Auch wenn manche Polit-Stars glauben, ihren Promi-Status auf internationalem Parkett aufpolieren zu müssen, so sollten sie folgendes berücksichtigen: "Der Glanz des Scheinwerferlichts überträgt sich nicht auf das Tagesgeschäft." 

Dort der Star und hier der Diener. 

Nur wenige sind in der Lage dieser Herausforderung gerecht zu werden. 

 

Leider haben wir in unserer Politik von diesen wenigen fast keine. Die Fankultur greift immer mehr um sich. Dabei blendet sie die Verantwortung aus.

 

 

Es wäre in der Corona-Krise vielen Verantwortlichen gut gestanden, zuzugeben, dass Wissenschaft und Medizin sehr wenig bis fast nichts von dem neuen Virus wissen. 

Dementsprechend hätte sich die Politik verhalten sollen. 

Stattdessen wurde und wird den Bürgern täglich Neues bis noch Schrecklicheres verkündet. Irgendwann glaubt selbst der Unterwürfigste nicht mehr an die täglichen Schreckensmeldungen. 

Die aktuellen Demonstrationen werden als rechtsradikal eingeordnet, obwohl vermutlich die wenigsten mit Rechtsradikalen sympathisieren. 

Gegenseitig wird auf die Fallzahlen der anderen Länder verwiesen. Jedes Land ergreift andere Maßnahmen. Eine Gemeinsamkeit konnte der Bürger nicht erkennen. 

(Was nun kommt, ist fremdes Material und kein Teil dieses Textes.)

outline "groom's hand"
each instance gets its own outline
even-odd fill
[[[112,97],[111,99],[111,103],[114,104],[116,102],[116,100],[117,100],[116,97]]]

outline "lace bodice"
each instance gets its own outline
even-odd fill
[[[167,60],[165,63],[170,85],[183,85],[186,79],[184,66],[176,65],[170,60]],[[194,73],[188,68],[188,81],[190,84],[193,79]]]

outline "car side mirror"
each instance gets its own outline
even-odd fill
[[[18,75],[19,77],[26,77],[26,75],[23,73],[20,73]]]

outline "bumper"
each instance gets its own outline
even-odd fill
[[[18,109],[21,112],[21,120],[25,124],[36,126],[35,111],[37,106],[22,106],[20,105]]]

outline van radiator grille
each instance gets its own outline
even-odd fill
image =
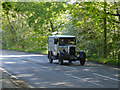
[[[70,55],[75,55],[75,47],[70,47]]]

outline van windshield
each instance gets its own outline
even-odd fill
[[[75,38],[60,38],[59,45],[75,45],[76,40]]]

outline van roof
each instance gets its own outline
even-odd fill
[[[48,37],[53,37],[53,38],[75,38],[75,36],[72,36],[72,35],[53,35],[53,36],[48,36]]]

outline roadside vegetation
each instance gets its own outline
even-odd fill
[[[58,34],[75,35],[87,60],[120,65],[120,2],[2,2],[1,48],[47,54]]]

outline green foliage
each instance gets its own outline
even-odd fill
[[[75,35],[77,47],[87,55],[97,55],[95,61],[118,63],[120,2],[2,2],[3,48],[47,53],[48,36]],[[104,17],[107,21],[107,59],[103,55]],[[109,59],[110,58],[110,59]],[[112,58],[112,59],[111,59]],[[114,58],[114,59],[113,59]],[[116,60],[115,60],[116,59]],[[93,60],[93,59],[92,59]],[[103,61],[102,61],[103,60]]]

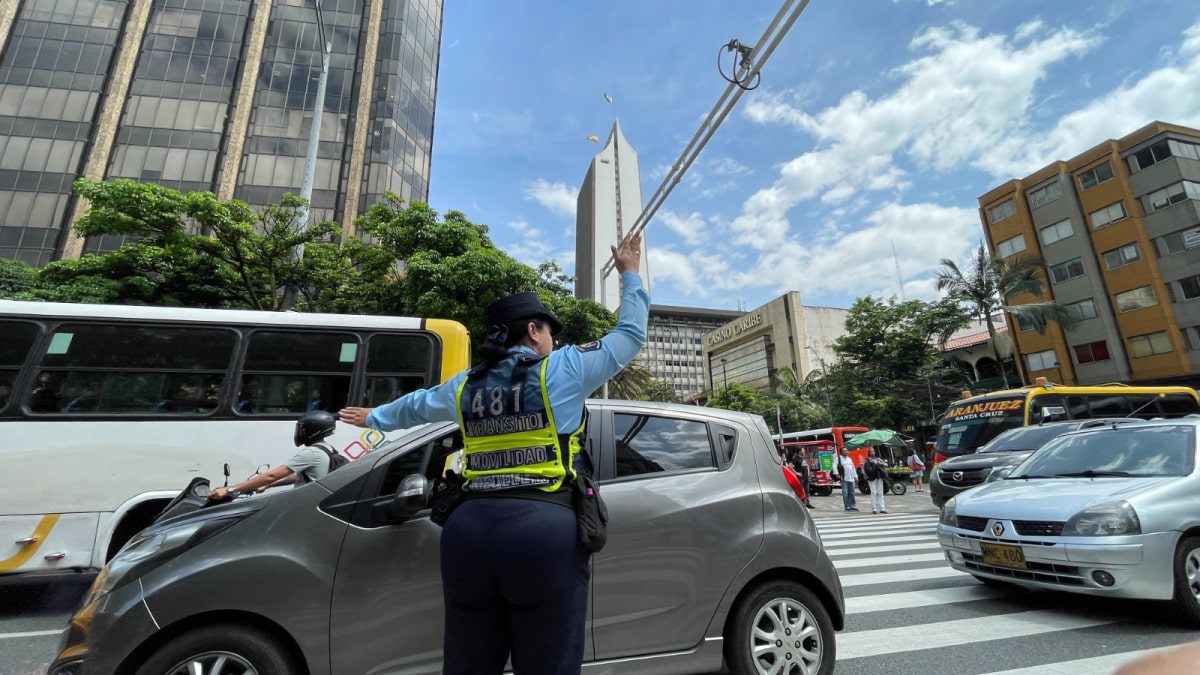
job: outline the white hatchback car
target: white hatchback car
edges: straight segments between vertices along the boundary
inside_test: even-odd
[[[985,583],[1170,599],[1200,625],[1200,419],[1064,434],[942,507],[950,566]]]

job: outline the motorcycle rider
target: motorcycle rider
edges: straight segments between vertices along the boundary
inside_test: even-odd
[[[246,480],[238,483],[233,488],[217,488],[209,492],[209,500],[218,501],[227,496],[239,495],[277,488],[280,485],[295,485],[296,488],[320,480],[335,468],[334,456],[337,450],[328,443],[325,438],[334,434],[336,419],[325,411],[307,412],[296,420],[295,432],[292,440],[296,447],[301,448],[292,459],[268,471],[251,476]]]

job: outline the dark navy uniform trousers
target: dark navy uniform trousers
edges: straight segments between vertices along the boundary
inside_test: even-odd
[[[575,512],[527,498],[480,497],[442,530],[443,673],[577,675],[590,556]]]

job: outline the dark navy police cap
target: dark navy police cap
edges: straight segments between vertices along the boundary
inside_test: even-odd
[[[486,325],[500,325],[522,318],[544,318],[550,322],[552,333],[562,333],[563,324],[558,321],[546,305],[541,304],[541,298],[534,292],[517,293],[496,300],[484,310],[484,323]]]

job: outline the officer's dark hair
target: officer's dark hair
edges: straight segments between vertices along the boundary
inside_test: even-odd
[[[504,357],[509,356],[509,347],[521,344],[521,340],[528,333],[526,327],[530,323],[536,325],[538,330],[546,328],[546,319],[538,317],[518,318],[502,325],[490,327],[487,336],[484,338],[484,341],[479,344],[479,348],[475,350],[475,356],[484,359],[487,365],[500,363],[504,360]]]

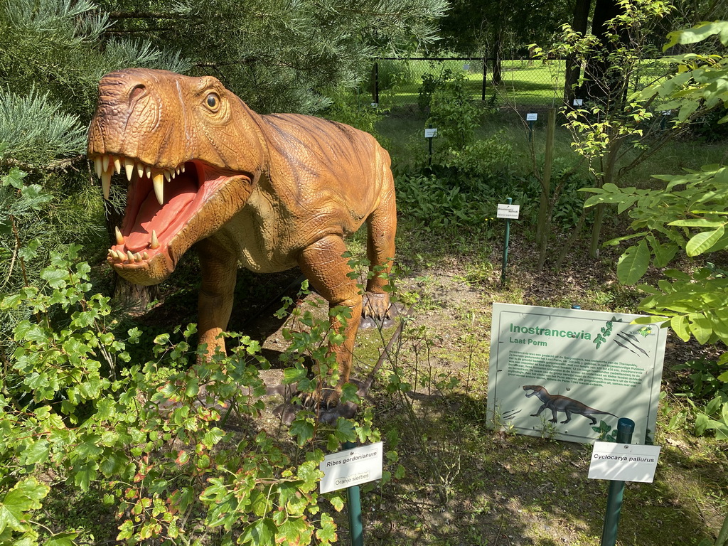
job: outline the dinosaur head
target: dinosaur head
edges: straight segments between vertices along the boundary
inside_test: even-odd
[[[120,275],[162,282],[245,206],[263,168],[256,119],[213,77],[131,69],[101,79],[88,156],[106,198],[114,173],[128,181],[107,258]]]

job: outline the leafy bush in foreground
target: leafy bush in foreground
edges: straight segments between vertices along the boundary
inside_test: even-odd
[[[158,336],[148,362],[130,362],[127,347],[141,332],[117,331],[108,298],[91,293],[90,268],[76,263],[78,250],[55,253],[41,273],[44,284],[0,303],[3,312],[31,312],[3,363],[0,544],[58,546],[82,537],[82,529],[32,519],[50,491],[47,470],[57,482],[98,491],[116,509],[117,539],[128,543],[334,541],[336,525],[317,492],[323,450],[378,440],[371,416],[340,419],[322,432],[301,411],[290,439],[285,430],[282,439],[269,435],[254,422],[265,394],[258,370],[267,366],[258,342],[236,336],[229,357],[198,363],[194,325]],[[317,328],[309,313],[296,312]],[[296,349],[320,351],[326,336],[336,333],[299,336]],[[327,498],[341,510],[339,495]]]

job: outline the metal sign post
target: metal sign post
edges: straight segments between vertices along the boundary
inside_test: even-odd
[[[632,432],[635,430],[635,422],[622,417],[617,422],[617,443],[632,442]],[[617,531],[620,526],[620,515],[622,512],[622,496],[625,492],[625,483],[620,480],[609,482],[609,493],[606,497],[606,514],[604,515],[604,529],[601,534],[601,546],[614,546],[617,542]]]
[[[356,446],[353,442],[344,443],[344,449],[352,449]],[[352,546],[364,546],[364,526],[362,524],[362,502],[359,486],[347,488],[347,507]]]
[[[359,485],[381,478],[383,453],[381,442],[359,447],[352,442],[344,442],[343,451],[326,455],[319,465],[319,470],[324,473],[319,483],[320,493],[347,490],[352,546],[364,546]]]
[[[526,114],[526,121],[529,122],[529,143],[534,139],[534,124],[539,119],[539,114],[536,112],[529,112]]]
[[[520,205],[513,205],[513,199],[507,197],[505,205],[498,205],[496,218],[505,218],[505,235],[503,237],[503,265],[501,267],[501,285],[505,284],[505,270],[508,266],[508,243],[510,240],[510,221],[518,219]]]
[[[433,129],[432,124],[427,129],[424,130],[424,138],[427,139],[427,149],[430,154],[427,159],[427,166],[432,166],[432,139],[438,135],[438,130]]]

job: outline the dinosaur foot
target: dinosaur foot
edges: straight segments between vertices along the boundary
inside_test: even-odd
[[[365,396],[368,391],[365,384],[356,379],[351,379],[349,382],[357,386],[357,395],[360,397]],[[290,388],[290,385],[281,385],[280,387]],[[275,392],[277,387],[274,387],[271,394]],[[341,402],[338,397],[333,400],[331,397],[328,399],[325,397],[316,396],[315,393],[306,393],[301,396],[300,392],[287,392],[284,396],[283,403],[276,406],[273,410],[274,415],[280,417],[281,420],[286,424],[290,424],[296,419],[296,414],[303,409],[309,409],[316,414],[316,418],[319,422],[332,424],[336,422],[339,417],[351,419],[359,411],[359,405],[353,402]]]
[[[367,292],[362,299],[362,317],[359,321],[359,328],[391,328],[395,325],[395,319],[399,316],[400,311],[399,306],[389,302],[389,294]]]

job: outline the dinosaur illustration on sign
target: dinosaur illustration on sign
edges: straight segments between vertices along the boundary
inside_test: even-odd
[[[105,76],[88,156],[108,198],[128,181],[108,261],[125,279],[166,279],[193,245],[199,256],[199,342],[224,351],[238,264],[258,272],[301,267],[331,306],[351,317],[333,345],[341,379],[309,403],[336,404],[349,381],[363,308],[390,313],[386,275],[360,293],[344,237],[368,224],[371,267],[389,272],[397,210],[389,156],[371,135],[297,114],[259,115],[215,78],[130,69]],[[332,326],[340,328],[336,318]]]
[[[532,392],[526,393],[527,398],[530,398],[531,396],[537,396],[539,400],[543,403],[541,407],[539,408],[538,411],[535,414],[531,414],[531,416],[538,417],[544,410],[548,409],[551,411],[552,419],[549,419],[549,422],[552,423],[555,423],[558,420],[556,417],[556,414],[559,411],[563,411],[566,414],[566,419],[561,422],[562,424],[568,423],[571,420],[571,414],[583,415],[591,421],[592,424],[596,424],[596,419],[593,416],[594,415],[617,416],[614,414],[610,414],[609,411],[601,411],[600,410],[590,408],[586,404],[566,396],[550,395],[548,391],[541,385],[524,385],[523,390],[533,391]]]

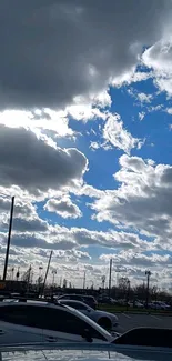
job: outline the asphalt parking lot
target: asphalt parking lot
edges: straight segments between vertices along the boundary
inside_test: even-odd
[[[154,314],[117,313],[119,327],[115,331],[123,333],[138,327],[172,328],[172,317]]]

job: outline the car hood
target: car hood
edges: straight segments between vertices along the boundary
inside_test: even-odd
[[[92,349],[92,350],[91,350]],[[63,348],[49,345],[37,348],[34,345],[23,348],[7,348],[0,351],[0,360],[2,361],[171,361],[171,353],[164,352],[139,352],[125,349],[115,350],[114,345],[95,348],[89,344],[87,348],[78,345],[78,348]]]

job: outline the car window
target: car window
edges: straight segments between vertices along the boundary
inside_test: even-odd
[[[146,347],[171,348],[172,330],[168,329],[135,329],[122,334],[114,341],[118,344],[134,344]]]
[[[81,335],[84,329],[89,329],[92,338],[107,341],[99,331],[94,330],[90,324],[75,314],[72,314],[69,310],[49,308],[45,310],[45,315],[47,317],[43,318],[43,328],[47,330]]]
[[[42,328],[44,312],[38,305],[4,305],[0,308],[0,320],[16,324]]]
[[[73,309],[77,309],[77,310],[87,310],[88,309],[87,305],[84,305],[82,303],[79,303],[79,302],[72,302],[72,301],[68,302],[67,301],[67,302],[64,302],[64,304],[68,304],[68,305],[72,307]]]

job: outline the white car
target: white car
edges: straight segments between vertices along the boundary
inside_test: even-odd
[[[83,302],[73,300],[58,300],[58,302],[60,304],[72,307],[73,309],[84,313],[107,330],[114,330],[119,324],[118,318],[113,313],[93,310],[91,307]]]
[[[79,311],[48,302],[0,304],[0,344],[28,342],[93,342],[114,340],[108,331]]]

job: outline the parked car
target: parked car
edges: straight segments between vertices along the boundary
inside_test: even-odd
[[[94,299],[93,295],[85,295],[85,294],[75,294],[75,293],[69,293],[69,294],[62,294],[57,297],[58,300],[75,300],[75,301],[81,301],[90,305],[92,309],[97,309],[98,302]]]
[[[80,301],[62,299],[59,300],[59,302],[60,304],[65,304],[79,310],[107,330],[114,330],[119,324],[118,318],[113,313],[93,310],[91,307]]]
[[[171,309],[171,307],[169,304],[161,302],[161,301],[151,302],[151,303],[149,303],[149,307],[152,310],[170,310]]]
[[[29,342],[107,343],[114,338],[75,309],[48,302],[2,302],[0,344]]]
[[[98,298],[98,303],[101,304],[115,304],[118,301],[108,295],[100,295]]]

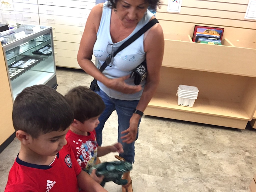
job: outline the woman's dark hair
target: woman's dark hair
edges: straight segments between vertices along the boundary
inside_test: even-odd
[[[111,9],[115,9],[116,8],[116,3],[120,0],[109,0],[108,3],[108,6]],[[148,4],[149,9],[154,9],[157,6],[160,7],[159,4],[162,3],[160,0],[145,0]]]
[[[37,85],[18,95],[12,119],[15,131],[23,131],[37,138],[41,134],[66,130],[73,122],[74,114],[60,93],[49,86]]]
[[[84,86],[74,88],[65,98],[73,109],[74,119],[82,123],[100,115],[105,109],[100,96]]]

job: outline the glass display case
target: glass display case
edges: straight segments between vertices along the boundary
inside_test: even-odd
[[[0,40],[14,100],[24,88],[34,85],[57,89],[51,27],[20,25],[0,33]]]

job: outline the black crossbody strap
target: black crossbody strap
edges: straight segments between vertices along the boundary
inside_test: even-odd
[[[123,43],[119,47],[119,48],[114,53],[113,56],[114,57],[116,54],[124,49],[132,43],[135,41],[147,31],[149,29],[156,23],[159,23],[157,20],[155,18],[153,19],[143,26],[143,27],[138,31],[134,35],[125,42]]]
[[[131,37],[129,38],[124,42],[122,44],[121,46],[115,52],[113,55],[113,57],[115,57],[116,55],[120,51],[122,51],[124,48],[128,46],[136,40],[142,34],[144,34],[147,31],[150,29],[152,27],[155,25],[156,23],[159,23],[157,20],[155,18],[153,19],[151,21],[148,22],[143,27],[138,31],[134,35]],[[104,62],[102,65],[101,66],[99,70],[101,72],[102,72],[105,68],[108,66],[107,64],[107,62],[106,61]],[[91,84],[92,84],[95,85],[96,84],[97,82],[97,80],[94,79],[92,81]]]
[[[115,51],[113,55],[113,57],[115,57],[116,55],[119,51],[122,51],[124,48],[128,46],[132,43],[139,37],[142,34],[144,34],[147,31],[150,29],[152,26],[156,23],[159,23],[157,20],[155,18],[153,19],[148,23],[144,26],[142,28],[138,31],[137,33],[131,37],[129,38],[124,42],[122,44],[121,46],[119,47],[117,50]],[[102,65],[101,67],[99,70],[101,72],[102,72],[105,69],[108,65],[105,61]]]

Deutschland mit seinen Bundesländern - ein erschreckendes Beispiel. Jedes macht, was es meint. Wehe es funktioniert nicht.   

Wechseln wir zur Energie: "Es darf nicht sein, was nicht sein kann". Ohne Brücken- oder langfristige Übergangsenergiequellen werden Bürger gemolken und betrogen. Und, Arbeitgeber vielleicht doch wieder ins Ausland getrieben, weil dort der Atomstrom günstiger ist als der Öko-Strom aus Buxtehude.

 

Europa, ein Traum und eine  Vision - leider keine Realität

Von Europa wird viel geredet. Leider haben wir es in Europa noch nicht geschafft, eine einheitliche Sprache für alle Bürger zu installieren.

Kurzum, die Regionalsprache bleibt und eine einheitliche Sprache für Europa wird eingeführt. Italien und Südtirol leben es seit langem vor. 

Damit wären Chancengleichheit für alle gegeben. Ohne Sprachbarrieren ließe sich bis hinunter zum einfachen Facharbeiter innerhalb Europas ein Arbeitsplatz suchen. Die Ausrede, "Na ja, schauen wir mal, ob er die Sprache schnell lernt und sich zurechtfindet", ... passé.

Leider ist die Angst der Länder mit gut ausgebildeteten Fachkräften zu hoch, diese Menschen endgültig zu verlieren, weil es in einem anderen Land in Europa günstiger Lebensbedingungen gibt.

Damit wäre er auch kein Problem, Kinder in Schulen von europäischen Mitlgliedsländern schnell zu integrieren. 

Das waren nur zwei Beispiele, an denen gezeigt werden kann, dass Starallüren, Fankultur und Populismus im politischen Bereich lediglich der Selbstdarstellung dienen.

Wasser predigen und Wein trinken, das steht in vielen Bereichen unserer Politik immer noch im Vordergrund des Handelns und im Hintergrund des Denkens

Es gäbe noch viele Beispiele auf nationaler und europäischer Ebene, welche uns, den Bürgern, die Halsschlagader schwellen lassen.

Nur, wir Bürger müssen uns um die täglichen Probleme kümmern, welche uns die politische Stars und ihre Fans gnadenlos vor die Füße werfen. 

 

Man könnte es auch anders beschreiben: "Von Polit-Stars haben wir die Nase voll, wir brauchen wieder Polit-Spieler, welche sich mit ihrem Bundes-Verein und den wählenden Zuschauern identifizieren!"